Not really sure what to do with this right now, or if I need to do anything at all.
Okay, I did some quick checking - I've ran across this before. Those messages are are benign, and will be addressed in a later update.
It means that our tsidx buffer has been shrunk a bit too small. The message also means that we’ve increased that size to a reasonable level. There are no known adverse effects stemming from this message
Another thing that might be pointer to check out, is if you have any events, not parsed correctly in this data.
I would check the klpitest index (in this case) for events with a linecount bigger than 1 (or what ever you expect from your events), and check if i have (a few) events with another timestamp or format in the data. (since this looks like an custom input, custom sourcetype(?) )

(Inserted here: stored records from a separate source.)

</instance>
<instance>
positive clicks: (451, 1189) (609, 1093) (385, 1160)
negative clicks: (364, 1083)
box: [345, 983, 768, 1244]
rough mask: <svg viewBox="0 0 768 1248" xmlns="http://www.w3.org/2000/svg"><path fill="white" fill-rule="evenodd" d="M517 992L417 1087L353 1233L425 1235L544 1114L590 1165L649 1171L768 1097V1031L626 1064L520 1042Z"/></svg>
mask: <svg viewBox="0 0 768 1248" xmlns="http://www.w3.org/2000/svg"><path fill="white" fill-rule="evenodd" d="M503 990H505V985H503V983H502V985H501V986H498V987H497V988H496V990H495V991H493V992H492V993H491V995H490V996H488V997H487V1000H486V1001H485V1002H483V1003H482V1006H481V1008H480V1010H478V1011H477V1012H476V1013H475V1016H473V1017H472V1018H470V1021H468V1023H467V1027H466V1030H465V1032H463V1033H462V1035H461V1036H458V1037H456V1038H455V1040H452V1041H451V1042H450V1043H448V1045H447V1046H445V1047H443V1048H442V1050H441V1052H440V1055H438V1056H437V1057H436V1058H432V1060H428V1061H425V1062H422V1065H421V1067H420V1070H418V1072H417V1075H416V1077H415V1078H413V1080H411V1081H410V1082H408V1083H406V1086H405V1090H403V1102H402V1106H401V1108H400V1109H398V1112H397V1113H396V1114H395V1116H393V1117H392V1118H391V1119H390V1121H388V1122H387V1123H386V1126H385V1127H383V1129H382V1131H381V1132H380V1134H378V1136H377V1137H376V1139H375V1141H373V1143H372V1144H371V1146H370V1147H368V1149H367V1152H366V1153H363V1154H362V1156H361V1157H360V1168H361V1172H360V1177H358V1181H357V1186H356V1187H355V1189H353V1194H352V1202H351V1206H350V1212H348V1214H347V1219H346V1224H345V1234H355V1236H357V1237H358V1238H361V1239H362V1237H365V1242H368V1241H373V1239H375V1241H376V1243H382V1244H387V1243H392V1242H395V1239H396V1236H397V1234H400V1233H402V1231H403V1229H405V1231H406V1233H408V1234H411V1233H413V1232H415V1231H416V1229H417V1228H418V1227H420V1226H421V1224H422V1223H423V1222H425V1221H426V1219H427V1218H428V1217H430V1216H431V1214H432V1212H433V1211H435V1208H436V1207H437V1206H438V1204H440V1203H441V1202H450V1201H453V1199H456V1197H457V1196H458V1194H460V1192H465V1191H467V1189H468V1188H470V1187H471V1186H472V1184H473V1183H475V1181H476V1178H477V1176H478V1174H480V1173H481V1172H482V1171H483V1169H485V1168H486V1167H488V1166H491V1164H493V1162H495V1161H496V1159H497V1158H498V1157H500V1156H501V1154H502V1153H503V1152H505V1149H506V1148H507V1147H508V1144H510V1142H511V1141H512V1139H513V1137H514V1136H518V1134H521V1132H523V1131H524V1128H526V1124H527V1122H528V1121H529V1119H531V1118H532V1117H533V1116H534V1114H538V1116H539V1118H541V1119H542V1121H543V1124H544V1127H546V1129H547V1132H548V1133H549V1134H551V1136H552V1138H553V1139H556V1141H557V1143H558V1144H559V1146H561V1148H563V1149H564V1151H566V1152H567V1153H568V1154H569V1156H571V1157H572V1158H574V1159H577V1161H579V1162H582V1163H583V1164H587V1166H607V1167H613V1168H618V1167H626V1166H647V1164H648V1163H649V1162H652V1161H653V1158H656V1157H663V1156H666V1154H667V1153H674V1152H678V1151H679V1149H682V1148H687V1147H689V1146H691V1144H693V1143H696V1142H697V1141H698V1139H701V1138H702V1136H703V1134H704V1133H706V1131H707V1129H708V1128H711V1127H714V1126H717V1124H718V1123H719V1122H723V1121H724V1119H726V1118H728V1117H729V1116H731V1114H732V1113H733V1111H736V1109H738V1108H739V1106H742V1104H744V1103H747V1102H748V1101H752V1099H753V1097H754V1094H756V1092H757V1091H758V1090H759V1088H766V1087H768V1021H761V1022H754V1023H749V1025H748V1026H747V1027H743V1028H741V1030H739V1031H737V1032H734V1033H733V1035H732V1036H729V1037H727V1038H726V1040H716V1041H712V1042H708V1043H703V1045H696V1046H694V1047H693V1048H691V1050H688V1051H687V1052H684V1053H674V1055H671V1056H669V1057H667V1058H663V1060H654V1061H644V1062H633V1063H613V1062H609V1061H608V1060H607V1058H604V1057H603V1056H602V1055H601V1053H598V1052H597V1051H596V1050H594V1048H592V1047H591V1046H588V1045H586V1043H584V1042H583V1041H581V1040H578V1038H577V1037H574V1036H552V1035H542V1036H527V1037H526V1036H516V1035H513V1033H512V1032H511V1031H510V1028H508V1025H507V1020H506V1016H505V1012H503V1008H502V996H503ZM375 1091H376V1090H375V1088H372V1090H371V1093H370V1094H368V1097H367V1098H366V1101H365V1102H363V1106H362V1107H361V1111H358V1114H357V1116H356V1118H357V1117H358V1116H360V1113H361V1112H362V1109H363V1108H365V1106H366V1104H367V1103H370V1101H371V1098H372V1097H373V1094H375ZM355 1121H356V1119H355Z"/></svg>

At least i found some events that had not been parsed correctly in those indexes reported by this "Stream group" error.
I did not however find any other errors or warnings regarding, parsing errors or what not in splunkd.log, for those who are wondering ...
Did a search now and found no reported errors available. Now running Splunk 6.1.1 build 207789, so as mentioned in the first answer I'm guessing that it has been fixed after I have updated to 6.1.1
Yes, the servers are VMWare-servers
Splunk 6.0.1 (build 189883)
Okay, I did some quick checking - I've ran across this before. Those messages are are benign, and will be addressed in a later update.
It means that our tsidx buffer has been shrunk a bit too small. The message also means that we’ve increased that size to a reasonable level. There are no known adverse effects stemming from this message
So, just to check if I get this...the error can safely be ignored?
I'm curious though, in our situation, I will see about 9-10 of these messages then the indexer will no longer be able to talk to the SH. We will get replication issues and have to restart the indexer and/or the SH. Is there any correlation there? Perhaps the symptom is just a coincidence?
What version of Splunk are you using?
I have the same scenario except on a linux indexer. Still can't find any additional information about these errors. You wouldn't happen to be running this on a VM would you?